A 120-g rubber ball is thrown with a speed of 10 m/s at an oncoming 900-kg car which is approaching at 30 m/s, and undergoes a one-dimensional elastic collision with the car. What is the speed of the ball after the collision?

A) 30 m/s B) 70 m/s C) 40 m/s D) 50 m/s E) 10 m/s

The velocity of the ball after the collision is 50 m/s

Explanation:

Hi there!

Since the collision is elastic, the kinetic energy and momentum of the system ball-car is the same before and after the collision. The momentum of the system is the sum of the momentums of each object:

initial momentum = final momentum

mb · vb + mc · vc = mb · vb' + mc · vc'

Where:

mb = mass of the ball (0.120 kg)

vb = velocity of the ball before the collision (10 m/s).

mc = mass of the car (900 kg).

vc = velocity of the car before the collision (30 m/s).

vb' = velocity of the ball after the collision.

vc' = velocity of the car after the collision.

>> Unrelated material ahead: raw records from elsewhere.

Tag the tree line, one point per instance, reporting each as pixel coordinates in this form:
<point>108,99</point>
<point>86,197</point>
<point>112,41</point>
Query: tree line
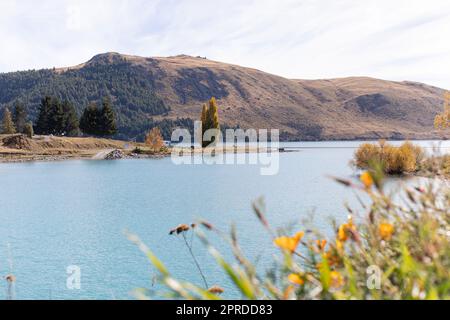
<point>59,118</point>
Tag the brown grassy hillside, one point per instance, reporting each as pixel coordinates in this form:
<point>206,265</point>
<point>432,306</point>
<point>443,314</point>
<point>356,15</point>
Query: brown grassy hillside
<point>347,108</point>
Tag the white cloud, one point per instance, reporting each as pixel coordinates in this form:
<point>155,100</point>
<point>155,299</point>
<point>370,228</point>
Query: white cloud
<point>395,40</point>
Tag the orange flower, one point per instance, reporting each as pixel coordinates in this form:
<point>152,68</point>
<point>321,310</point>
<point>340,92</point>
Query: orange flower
<point>289,243</point>
<point>296,279</point>
<point>337,280</point>
<point>386,230</point>
<point>366,179</point>
<point>216,290</point>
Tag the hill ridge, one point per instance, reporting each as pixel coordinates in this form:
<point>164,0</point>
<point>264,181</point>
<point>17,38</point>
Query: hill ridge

Let's calculate the initial momentum of the system:

initial momentum = 0.120 kg · 10 m/s + 900 kg · 30 m/s

initial momentum = 27001.2 kg · m/s

Since intial momentum = final momentum

27001.2 kg · m/s = 0.120 kg · vb' + 900 kg · vc'

The kinetic energy of the system is also conserved:

initial kinetic energy = final kinetic energy

1/2 mb · vb² + 1/2 mc · vc² = 1/2 mb · vb'² + 1/2 mc · vc'²

Let's calculate the initial kinetic energy:

initial kinetic energy = 1/2 · 0.120 kg · (10 m/s) ² + 1/2 · 900 kg · (30 m/s) ²

initial kinetic energy = 405006 kg · m²/s². Then:

initial kinetic energy = final kinetic energy

405006 kg · m²/s² = 1/2 · 0.120 kg · vb'² + 1/2 · 900 kg · vc'²

405006 kg · m²/s² = 0.06 kg · vb'² + 450 kg · vc'²

So, we have a system of two equations with two unknowns:

405006 kg · m²/s² = 0.06 kg · vb'² + 450 kg · vc'²

27001.2 kg · m/s = 0.120 kg · vb' + 900 kg · vc'

Let's solve the second equation for vc' (I will omit units for clarity):

27001.2 = 0.120 vb' + 900 vc'

(27001.2 - 0.120 vb') / 900 = vc'

Now let's replace vc' in the first equation and solve it for vb'.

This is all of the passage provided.